Salmonella enterica synthesizes 5,6‐dimethylbenzimidazolyl‐(DMB)‐α‐riboside. Why some Firmicutes do not require the canonical DMB activation system to synthesize adenosylcobalamin

5,6‐Dimethylbenzimidazolyl‐(DMB)‐ α ‐ribotide α ‐ribazole‐5′‐phosphate ( α ‐RP)] is an intermediate in the biosynthesis of adenosylcobalamin (AdoCbl) in many prokaryotes.
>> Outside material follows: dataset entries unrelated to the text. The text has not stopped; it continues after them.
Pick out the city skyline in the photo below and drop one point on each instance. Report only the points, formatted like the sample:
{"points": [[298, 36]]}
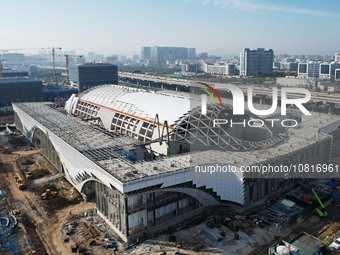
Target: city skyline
{"points": [[221, 27]]}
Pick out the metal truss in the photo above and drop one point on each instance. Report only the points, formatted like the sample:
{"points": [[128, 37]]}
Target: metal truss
{"points": [[198, 130]]}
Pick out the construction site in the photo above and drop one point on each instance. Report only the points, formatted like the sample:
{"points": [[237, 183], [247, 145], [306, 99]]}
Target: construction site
{"points": [[135, 172]]}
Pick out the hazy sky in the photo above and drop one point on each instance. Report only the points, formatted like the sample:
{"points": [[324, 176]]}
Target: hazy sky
{"points": [[214, 26]]}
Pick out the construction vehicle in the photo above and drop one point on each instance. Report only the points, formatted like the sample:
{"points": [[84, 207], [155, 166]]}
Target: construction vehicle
{"points": [[20, 180], [48, 194], [320, 210]]}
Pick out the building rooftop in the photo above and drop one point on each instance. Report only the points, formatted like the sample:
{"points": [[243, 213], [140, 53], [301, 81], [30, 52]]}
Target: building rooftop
{"points": [[104, 148]]}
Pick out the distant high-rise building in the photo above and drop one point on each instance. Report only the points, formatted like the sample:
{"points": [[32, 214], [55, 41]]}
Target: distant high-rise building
{"points": [[337, 75], [327, 70], [93, 74], [191, 53], [167, 55], [112, 59], [310, 69], [256, 62], [145, 53], [337, 57], [20, 89], [203, 56]]}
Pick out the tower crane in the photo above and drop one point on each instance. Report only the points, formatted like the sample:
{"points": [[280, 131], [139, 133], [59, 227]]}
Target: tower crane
{"points": [[67, 65], [53, 61], [1, 66]]}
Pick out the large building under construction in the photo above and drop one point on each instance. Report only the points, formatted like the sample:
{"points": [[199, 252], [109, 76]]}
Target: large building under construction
{"points": [[141, 155]]}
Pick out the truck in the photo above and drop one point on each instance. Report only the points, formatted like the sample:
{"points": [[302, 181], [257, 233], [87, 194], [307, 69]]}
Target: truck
{"points": [[20, 180]]}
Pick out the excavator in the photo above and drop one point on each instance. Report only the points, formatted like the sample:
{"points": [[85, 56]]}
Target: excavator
{"points": [[320, 210]]}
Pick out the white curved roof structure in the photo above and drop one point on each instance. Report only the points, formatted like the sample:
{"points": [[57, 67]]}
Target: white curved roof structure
{"points": [[138, 102]]}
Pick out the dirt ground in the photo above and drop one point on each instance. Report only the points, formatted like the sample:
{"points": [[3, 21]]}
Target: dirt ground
{"points": [[48, 225]]}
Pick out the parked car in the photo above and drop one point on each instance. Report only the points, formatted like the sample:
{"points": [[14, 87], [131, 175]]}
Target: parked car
{"points": [[335, 245]]}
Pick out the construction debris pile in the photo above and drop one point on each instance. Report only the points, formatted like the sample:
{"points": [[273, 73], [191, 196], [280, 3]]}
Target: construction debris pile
{"points": [[87, 232]]}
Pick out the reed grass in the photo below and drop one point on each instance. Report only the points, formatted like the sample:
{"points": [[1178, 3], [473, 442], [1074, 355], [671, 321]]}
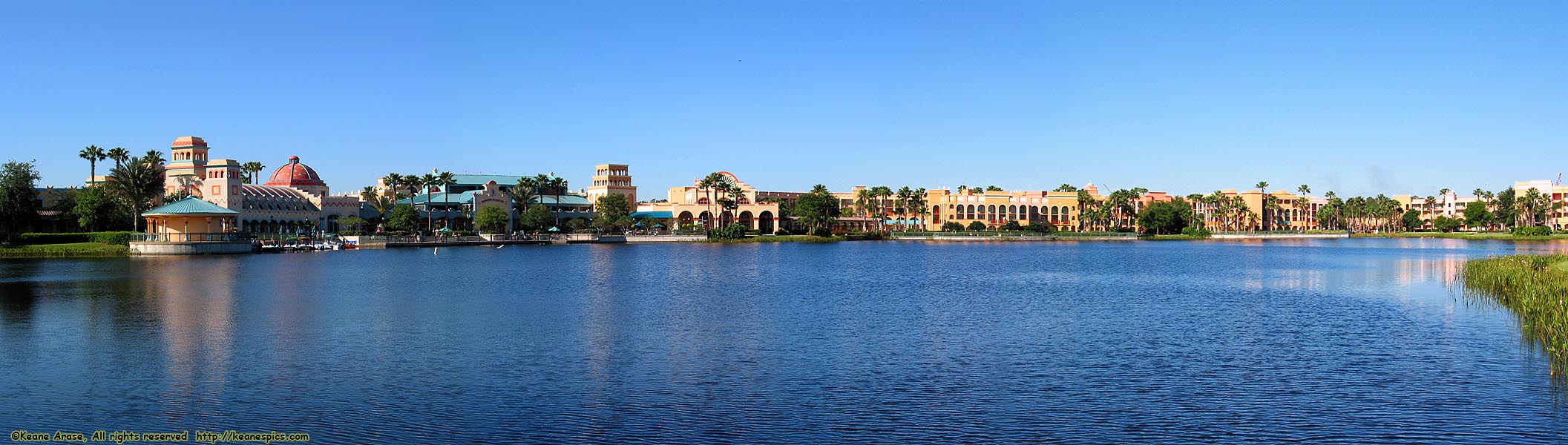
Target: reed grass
{"points": [[1459, 235], [783, 239], [57, 251], [1535, 290]]}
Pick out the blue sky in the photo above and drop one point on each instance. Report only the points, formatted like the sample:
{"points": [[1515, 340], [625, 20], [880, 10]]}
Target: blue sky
{"points": [[1178, 96]]}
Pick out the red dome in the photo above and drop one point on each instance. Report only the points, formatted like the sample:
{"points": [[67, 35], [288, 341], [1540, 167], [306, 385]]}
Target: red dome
{"points": [[295, 174]]}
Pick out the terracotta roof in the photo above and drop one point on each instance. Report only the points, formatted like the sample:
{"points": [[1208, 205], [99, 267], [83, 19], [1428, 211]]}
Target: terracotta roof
{"points": [[295, 174]]}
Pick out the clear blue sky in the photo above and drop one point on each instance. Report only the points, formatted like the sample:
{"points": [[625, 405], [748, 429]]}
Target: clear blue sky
{"points": [[1178, 96]]}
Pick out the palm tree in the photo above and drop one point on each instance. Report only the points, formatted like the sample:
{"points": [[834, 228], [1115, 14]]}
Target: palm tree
{"points": [[559, 187], [708, 185], [414, 182], [446, 181], [1084, 201], [918, 201], [255, 170], [1263, 185], [93, 154], [882, 204], [1432, 204], [902, 202], [119, 156], [865, 200], [393, 182], [140, 182], [524, 193], [430, 179], [153, 157]]}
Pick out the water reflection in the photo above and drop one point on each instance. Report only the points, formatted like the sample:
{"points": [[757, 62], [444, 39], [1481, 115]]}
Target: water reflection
{"points": [[800, 343]]}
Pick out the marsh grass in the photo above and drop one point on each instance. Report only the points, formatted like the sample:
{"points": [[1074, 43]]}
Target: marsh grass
{"points": [[71, 249], [1535, 290], [1459, 235]]}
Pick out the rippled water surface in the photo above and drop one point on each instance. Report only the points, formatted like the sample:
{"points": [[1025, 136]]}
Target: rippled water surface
{"points": [[1334, 340]]}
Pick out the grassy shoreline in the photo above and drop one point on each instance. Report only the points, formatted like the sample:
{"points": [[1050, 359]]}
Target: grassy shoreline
{"points": [[780, 239], [1532, 287], [65, 251], [1460, 235]]}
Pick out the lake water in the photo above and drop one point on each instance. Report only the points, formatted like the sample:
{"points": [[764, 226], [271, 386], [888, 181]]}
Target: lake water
{"points": [[1097, 342]]}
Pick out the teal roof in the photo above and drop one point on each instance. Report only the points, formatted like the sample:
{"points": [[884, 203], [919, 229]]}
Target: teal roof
{"points": [[190, 205], [441, 198], [482, 179], [565, 200]]}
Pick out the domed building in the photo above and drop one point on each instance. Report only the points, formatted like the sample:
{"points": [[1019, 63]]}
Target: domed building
{"points": [[294, 200]]}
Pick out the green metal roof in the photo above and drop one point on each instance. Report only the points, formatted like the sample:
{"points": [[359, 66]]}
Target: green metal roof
{"points": [[190, 205], [482, 179], [565, 200], [441, 198]]}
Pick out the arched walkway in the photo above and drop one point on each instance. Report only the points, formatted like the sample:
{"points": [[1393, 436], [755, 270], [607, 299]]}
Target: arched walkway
{"points": [[766, 221]]}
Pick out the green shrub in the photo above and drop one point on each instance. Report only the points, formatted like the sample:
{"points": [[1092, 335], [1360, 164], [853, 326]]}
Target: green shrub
{"points": [[734, 231], [1532, 231], [119, 239]]}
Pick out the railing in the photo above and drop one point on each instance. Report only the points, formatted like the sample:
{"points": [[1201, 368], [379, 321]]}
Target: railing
{"points": [[197, 237]]}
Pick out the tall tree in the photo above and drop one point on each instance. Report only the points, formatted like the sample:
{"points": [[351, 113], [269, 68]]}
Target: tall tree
{"points": [[882, 191], [393, 182], [709, 187], [18, 195], [93, 154], [119, 156], [524, 193], [416, 185], [1445, 195], [140, 182], [430, 179], [559, 187], [446, 179]]}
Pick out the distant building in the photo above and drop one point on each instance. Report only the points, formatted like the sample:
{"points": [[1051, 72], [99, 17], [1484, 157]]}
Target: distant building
{"points": [[694, 207], [294, 200]]}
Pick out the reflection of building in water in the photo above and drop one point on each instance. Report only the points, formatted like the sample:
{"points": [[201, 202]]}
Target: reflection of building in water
{"points": [[197, 320]]}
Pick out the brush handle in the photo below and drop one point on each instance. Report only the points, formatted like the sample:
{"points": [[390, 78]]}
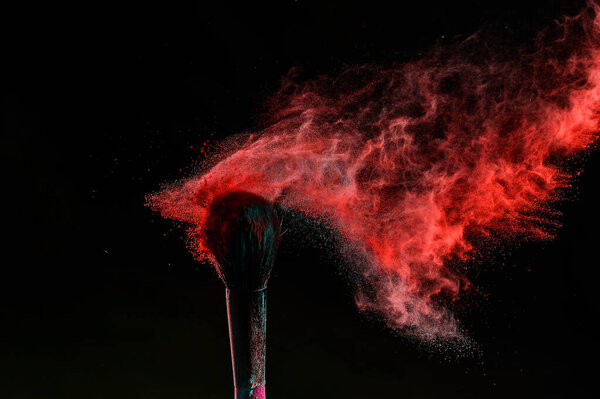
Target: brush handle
{"points": [[247, 315]]}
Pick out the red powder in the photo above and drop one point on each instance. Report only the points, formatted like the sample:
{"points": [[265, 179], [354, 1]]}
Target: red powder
{"points": [[411, 162]]}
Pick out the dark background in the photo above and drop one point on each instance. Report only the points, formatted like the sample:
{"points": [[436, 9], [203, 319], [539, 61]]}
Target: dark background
{"points": [[104, 101]]}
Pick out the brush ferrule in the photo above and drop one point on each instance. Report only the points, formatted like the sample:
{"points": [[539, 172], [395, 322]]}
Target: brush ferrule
{"points": [[247, 315]]}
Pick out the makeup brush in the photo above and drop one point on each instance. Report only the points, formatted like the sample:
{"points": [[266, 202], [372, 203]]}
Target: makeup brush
{"points": [[242, 232]]}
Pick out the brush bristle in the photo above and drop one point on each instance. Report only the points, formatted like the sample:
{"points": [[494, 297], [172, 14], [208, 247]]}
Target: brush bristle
{"points": [[242, 231]]}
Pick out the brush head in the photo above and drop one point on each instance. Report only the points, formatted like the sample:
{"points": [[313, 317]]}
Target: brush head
{"points": [[242, 232]]}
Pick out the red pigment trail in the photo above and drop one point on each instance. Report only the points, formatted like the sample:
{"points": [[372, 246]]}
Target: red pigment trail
{"points": [[412, 163]]}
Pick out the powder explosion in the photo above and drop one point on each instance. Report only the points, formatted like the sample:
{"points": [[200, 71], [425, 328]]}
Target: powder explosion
{"points": [[413, 164]]}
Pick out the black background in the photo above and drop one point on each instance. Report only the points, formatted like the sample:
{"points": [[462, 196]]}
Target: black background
{"points": [[104, 101]]}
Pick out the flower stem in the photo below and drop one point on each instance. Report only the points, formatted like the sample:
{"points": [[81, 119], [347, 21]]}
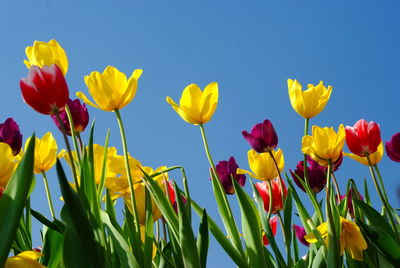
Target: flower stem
{"points": [[128, 171], [49, 200], [68, 148]]}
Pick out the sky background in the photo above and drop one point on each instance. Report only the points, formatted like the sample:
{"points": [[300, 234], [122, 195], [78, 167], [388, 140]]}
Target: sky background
{"points": [[250, 48]]}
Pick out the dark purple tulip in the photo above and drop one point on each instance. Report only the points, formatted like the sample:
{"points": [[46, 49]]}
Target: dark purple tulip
{"points": [[393, 147], [79, 114], [227, 169], [300, 233], [262, 138], [10, 134], [316, 175]]}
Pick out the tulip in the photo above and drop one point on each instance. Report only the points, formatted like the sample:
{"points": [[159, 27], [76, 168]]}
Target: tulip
{"points": [[263, 189], [300, 233], [45, 89], [316, 175], [80, 117], [196, 106], [310, 102], [262, 138], [375, 157], [45, 152], [226, 170], [111, 89], [262, 165], [7, 164], [273, 224], [45, 54], [26, 259], [10, 134], [364, 138], [393, 147], [324, 145], [351, 238]]}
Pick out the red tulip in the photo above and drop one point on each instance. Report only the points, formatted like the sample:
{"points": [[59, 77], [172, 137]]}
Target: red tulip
{"points": [[364, 138], [273, 223], [263, 189], [45, 89]]}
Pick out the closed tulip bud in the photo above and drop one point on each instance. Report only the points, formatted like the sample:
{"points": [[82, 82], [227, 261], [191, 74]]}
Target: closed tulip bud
{"points": [[262, 138], [80, 117], [10, 134], [263, 189], [363, 138], [273, 222], [45, 89], [196, 106], [393, 147], [300, 233], [226, 170]]}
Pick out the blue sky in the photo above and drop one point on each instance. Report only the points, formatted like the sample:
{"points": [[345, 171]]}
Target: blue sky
{"points": [[250, 48]]}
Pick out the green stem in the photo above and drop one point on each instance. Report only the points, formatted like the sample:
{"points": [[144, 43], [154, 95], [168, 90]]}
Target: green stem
{"points": [[128, 171], [385, 204], [68, 148], [49, 200]]}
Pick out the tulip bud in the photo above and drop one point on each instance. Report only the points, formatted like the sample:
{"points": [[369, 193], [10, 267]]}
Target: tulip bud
{"points": [[263, 189], [10, 134], [80, 117], [393, 147], [45, 89], [363, 138], [226, 170], [262, 138]]}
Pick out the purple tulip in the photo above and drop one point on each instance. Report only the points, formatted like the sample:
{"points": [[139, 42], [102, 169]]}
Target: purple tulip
{"points": [[262, 138], [226, 170], [79, 114], [393, 147], [10, 134], [300, 233], [316, 175]]}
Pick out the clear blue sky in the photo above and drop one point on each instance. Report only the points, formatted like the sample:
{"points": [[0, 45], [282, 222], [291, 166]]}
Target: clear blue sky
{"points": [[249, 47]]}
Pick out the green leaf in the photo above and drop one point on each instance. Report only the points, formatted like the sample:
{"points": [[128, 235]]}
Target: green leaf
{"points": [[203, 240], [251, 226], [13, 201]]}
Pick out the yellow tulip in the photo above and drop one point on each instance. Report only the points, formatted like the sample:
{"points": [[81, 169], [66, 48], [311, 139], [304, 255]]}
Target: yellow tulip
{"points": [[196, 106], [374, 157], [45, 152], [7, 164], [111, 89], [310, 102], [26, 259], [42, 53], [351, 238], [324, 144], [262, 165]]}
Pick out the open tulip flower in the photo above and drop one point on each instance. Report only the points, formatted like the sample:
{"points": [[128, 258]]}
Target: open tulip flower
{"points": [[7, 164], [363, 138], [310, 102], [45, 152], [262, 138], [324, 144], [45, 54], [263, 166], [196, 106], [80, 117], [111, 89], [226, 170], [45, 89], [393, 147], [10, 134], [263, 189], [351, 238]]}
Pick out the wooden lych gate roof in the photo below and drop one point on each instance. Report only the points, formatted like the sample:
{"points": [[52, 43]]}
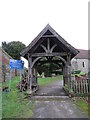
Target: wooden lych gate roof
{"points": [[49, 32]]}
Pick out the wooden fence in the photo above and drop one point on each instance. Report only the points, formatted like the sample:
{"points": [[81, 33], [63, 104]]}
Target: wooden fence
{"points": [[81, 86]]}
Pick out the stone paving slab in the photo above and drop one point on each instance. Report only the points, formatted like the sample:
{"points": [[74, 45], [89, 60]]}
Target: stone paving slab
{"points": [[57, 109]]}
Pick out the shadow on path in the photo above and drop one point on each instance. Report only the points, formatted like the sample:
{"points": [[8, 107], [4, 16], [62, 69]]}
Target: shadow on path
{"points": [[51, 102], [54, 89]]}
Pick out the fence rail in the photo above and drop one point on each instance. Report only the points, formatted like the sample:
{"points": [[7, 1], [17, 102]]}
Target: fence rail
{"points": [[81, 87]]}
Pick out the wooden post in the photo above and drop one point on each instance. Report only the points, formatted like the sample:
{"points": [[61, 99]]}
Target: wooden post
{"points": [[63, 75], [28, 71], [31, 76], [69, 70]]}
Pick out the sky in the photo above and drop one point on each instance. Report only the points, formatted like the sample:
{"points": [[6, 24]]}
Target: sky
{"points": [[23, 20]]}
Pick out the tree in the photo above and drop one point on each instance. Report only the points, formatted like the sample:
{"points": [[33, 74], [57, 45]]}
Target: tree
{"points": [[13, 48]]}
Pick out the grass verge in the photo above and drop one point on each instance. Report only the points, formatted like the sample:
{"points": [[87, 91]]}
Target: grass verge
{"points": [[13, 103], [82, 104]]}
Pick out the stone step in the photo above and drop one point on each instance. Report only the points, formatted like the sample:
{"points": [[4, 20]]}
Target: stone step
{"points": [[49, 98]]}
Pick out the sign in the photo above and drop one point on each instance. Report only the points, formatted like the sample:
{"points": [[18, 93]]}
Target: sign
{"points": [[16, 64]]}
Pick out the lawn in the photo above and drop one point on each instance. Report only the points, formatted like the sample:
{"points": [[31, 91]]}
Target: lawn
{"points": [[13, 103], [82, 104], [48, 80]]}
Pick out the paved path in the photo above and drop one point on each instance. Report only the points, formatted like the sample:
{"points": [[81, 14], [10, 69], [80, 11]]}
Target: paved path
{"points": [[53, 89], [59, 106]]}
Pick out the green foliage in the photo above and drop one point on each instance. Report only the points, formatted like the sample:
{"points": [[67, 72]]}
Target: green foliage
{"points": [[76, 72], [4, 71], [82, 104], [48, 67], [13, 48]]}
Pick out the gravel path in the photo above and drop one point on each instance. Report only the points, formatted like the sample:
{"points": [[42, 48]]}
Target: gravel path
{"points": [[54, 104]]}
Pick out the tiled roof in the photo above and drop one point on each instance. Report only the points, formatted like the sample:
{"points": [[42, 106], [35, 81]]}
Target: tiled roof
{"points": [[84, 54]]}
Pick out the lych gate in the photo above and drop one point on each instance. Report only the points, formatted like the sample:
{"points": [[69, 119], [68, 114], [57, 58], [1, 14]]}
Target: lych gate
{"points": [[51, 45]]}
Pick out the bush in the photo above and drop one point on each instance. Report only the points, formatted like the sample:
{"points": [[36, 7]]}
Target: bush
{"points": [[76, 72]]}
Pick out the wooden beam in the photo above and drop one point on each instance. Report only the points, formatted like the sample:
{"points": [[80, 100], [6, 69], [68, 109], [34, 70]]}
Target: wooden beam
{"points": [[44, 48], [53, 48], [30, 59], [48, 36], [48, 44], [49, 54]]}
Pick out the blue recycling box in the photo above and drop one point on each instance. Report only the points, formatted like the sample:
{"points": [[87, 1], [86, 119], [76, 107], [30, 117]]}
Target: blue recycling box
{"points": [[16, 64]]}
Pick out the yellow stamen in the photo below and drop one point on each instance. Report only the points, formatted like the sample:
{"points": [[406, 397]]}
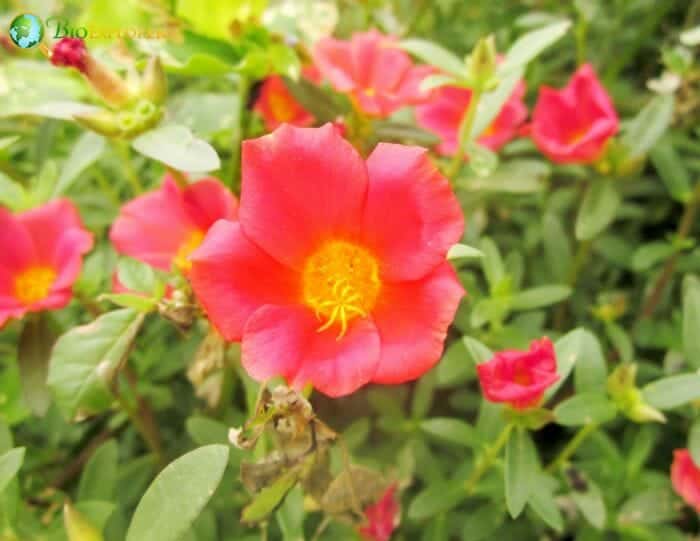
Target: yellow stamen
{"points": [[340, 282], [34, 284], [192, 242]]}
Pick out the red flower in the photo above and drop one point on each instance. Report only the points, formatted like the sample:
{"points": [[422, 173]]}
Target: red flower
{"points": [[382, 517], [379, 77], [572, 125], [519, 378], [443, 113], [277, 106], [685, 477], [320, 281], [163, 227], [41, 258]]}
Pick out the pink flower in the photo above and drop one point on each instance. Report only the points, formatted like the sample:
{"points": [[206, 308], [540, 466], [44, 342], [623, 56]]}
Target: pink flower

In such microbes, α ‐RP is synthesized by nicotinate mononucleotide (NaMN):DMB phosphoribosyltransferases (CobT in Salmonella enterica), in a reaction that is considered to be the canonical step for the activation of the base of the nucleotide present in adenosylcobamides. Some Firmicutes lack CobT‐type enzymes but have a two‐protein system comprised of a transporter (i.e., CblT) and a kinase (i.e., CblS) that can salvage exogenous α ‐ribazole ( α ‐R) from the environment using CblT to take up α ‐R, followed by α ‐R phosphorylation by CblS. We report that Geobacillus kaustophilus CblT and CblS proteins restore α ‐RP synthesis in S. enterica lacking the CobT enzyme. We also show that a S. enterica cobT strain that synthesizes GkCblS ectopically makes only AdoCbl, even under growth conditions where the synthesis of pseudoCbl is favored. Our results indicate that S. enterica synthesizes α ‐R, a metabolite that had not been detected in this bacterium and that GkCblS has a strong preference for DMB‐ribose over adenine‐ribose as substrate. We propose that in some Firmicutes DMB is activated to α ‐RP via α ‐R using an as‐yet‐unknown route to convert DMB to α ‐R and CblS to convert α ‐R to α ‐RP.